Contrary to Frank's contentions, the awards of an attorney's fee to Joseph and Renee were not an improvident exercise of discretion in light of the parties' financial circumstances and the circumstances of this case (see Matter of Zaydenverg v. Zaydenverg, 151 A.D.3d 871, 872, 56 N.Y.S.3d 531;  Matter of Feng Lucy Luo v. Yang, 104 A.D.3d 852, 852, 963 N.Y.S.2d 266;  Matter of Tuglu v. Crowley, 96 A.D.3d 862, 863, 946 N.Y.S.2d 608).
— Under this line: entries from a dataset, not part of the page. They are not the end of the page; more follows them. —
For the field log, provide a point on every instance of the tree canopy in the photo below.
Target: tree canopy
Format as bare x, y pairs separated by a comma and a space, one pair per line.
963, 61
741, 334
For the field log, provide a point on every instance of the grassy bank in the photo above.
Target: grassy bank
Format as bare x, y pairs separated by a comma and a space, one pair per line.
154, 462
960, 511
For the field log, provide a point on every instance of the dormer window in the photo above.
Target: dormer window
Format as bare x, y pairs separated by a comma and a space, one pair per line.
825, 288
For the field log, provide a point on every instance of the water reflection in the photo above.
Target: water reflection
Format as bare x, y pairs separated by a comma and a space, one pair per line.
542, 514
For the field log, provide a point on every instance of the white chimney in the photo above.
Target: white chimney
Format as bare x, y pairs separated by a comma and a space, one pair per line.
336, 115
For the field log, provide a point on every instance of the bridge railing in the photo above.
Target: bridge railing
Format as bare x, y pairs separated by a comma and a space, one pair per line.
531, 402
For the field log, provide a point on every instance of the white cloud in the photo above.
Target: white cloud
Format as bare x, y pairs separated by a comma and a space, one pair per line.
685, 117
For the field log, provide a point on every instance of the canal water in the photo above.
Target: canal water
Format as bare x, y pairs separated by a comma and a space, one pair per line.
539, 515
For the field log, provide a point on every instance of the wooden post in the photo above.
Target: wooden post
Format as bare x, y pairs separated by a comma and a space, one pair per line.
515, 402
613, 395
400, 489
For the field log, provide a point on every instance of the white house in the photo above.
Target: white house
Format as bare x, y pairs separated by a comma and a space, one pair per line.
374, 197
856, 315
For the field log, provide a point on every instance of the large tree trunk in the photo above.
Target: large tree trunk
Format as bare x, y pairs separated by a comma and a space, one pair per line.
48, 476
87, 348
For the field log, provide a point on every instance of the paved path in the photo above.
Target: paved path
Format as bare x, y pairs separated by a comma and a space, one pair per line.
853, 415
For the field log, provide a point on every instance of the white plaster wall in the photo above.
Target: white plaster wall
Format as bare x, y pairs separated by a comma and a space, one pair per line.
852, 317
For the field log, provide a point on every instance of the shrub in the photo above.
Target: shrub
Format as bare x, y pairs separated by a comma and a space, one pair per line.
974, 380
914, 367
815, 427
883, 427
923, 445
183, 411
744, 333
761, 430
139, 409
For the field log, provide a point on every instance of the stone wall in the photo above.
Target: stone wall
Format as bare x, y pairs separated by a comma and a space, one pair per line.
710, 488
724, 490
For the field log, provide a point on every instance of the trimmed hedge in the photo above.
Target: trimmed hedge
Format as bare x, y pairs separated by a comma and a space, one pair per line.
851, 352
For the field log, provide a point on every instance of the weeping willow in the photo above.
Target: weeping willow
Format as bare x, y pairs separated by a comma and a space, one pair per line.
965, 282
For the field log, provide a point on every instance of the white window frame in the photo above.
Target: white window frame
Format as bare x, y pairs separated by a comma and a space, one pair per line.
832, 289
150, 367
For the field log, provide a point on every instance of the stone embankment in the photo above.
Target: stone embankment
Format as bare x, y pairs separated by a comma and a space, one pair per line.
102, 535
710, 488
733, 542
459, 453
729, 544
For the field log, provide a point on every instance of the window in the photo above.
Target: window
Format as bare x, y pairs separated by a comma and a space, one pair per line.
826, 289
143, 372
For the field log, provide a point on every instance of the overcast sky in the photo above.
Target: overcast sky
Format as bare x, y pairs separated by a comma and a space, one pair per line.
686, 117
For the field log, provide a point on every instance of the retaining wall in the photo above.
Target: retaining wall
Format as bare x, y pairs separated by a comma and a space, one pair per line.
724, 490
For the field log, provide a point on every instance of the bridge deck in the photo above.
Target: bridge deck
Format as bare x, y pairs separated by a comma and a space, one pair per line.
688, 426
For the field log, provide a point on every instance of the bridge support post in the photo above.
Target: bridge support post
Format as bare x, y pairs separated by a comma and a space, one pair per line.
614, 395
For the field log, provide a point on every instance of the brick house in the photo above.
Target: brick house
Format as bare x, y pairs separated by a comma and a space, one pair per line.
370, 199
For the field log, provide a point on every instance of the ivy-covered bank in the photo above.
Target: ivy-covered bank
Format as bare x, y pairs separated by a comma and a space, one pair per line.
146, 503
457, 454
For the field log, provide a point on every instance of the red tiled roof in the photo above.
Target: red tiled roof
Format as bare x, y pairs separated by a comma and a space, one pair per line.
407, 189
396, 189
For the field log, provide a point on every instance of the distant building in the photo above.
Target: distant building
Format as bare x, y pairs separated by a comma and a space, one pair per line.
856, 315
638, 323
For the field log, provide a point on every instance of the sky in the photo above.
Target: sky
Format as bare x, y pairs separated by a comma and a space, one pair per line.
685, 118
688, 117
Moreover, Frank's petition to modify the custody order was properly dismissed without a hearing.  A parent seeking a change of custody is not automatically entitled to a hearing, but must make an evidentiary showing of a change in circumstances demonstrating a need for a change in custody in order to protect the child's best interests (see Matter of Scott v. Powell, 146 A.D.3d 964, 965, 45 N.Y.S.3d 557;  Matter of Paulino v. Thompson, 145 A.D.3d 726, 726–727, 41 N.Y.S.3d 903;  Matter of Ali v. Hines, 125 A.D.3d 851, 851, 1 N.Y.S.3d 849;  Magee v. Magee, 119 A.D.3d 658, 659, 989 N.Y.S.2d 615).  Here, Frank failed to make an evidentiary showing that there had been a sufficient change of circumstances between the issuance of the custody order dated February 14, 2017, and the filing of the modification petition.  The unsubstantiated and conclusory allegations in his modification petition were insufficient to warrant a hearing (see Matter of Paulino v. Thompson, 145 A.D.3d at 726–727, 41 N.Y.S.3d 903;  Matter of Ali v. Hines, 125 A.D.3d at 851, 1 N.Y.S.3d 849).

RIVERA, J.P., DILLON, BRATHWAITE NELSON and CHRISTOPHER, JJ., concur.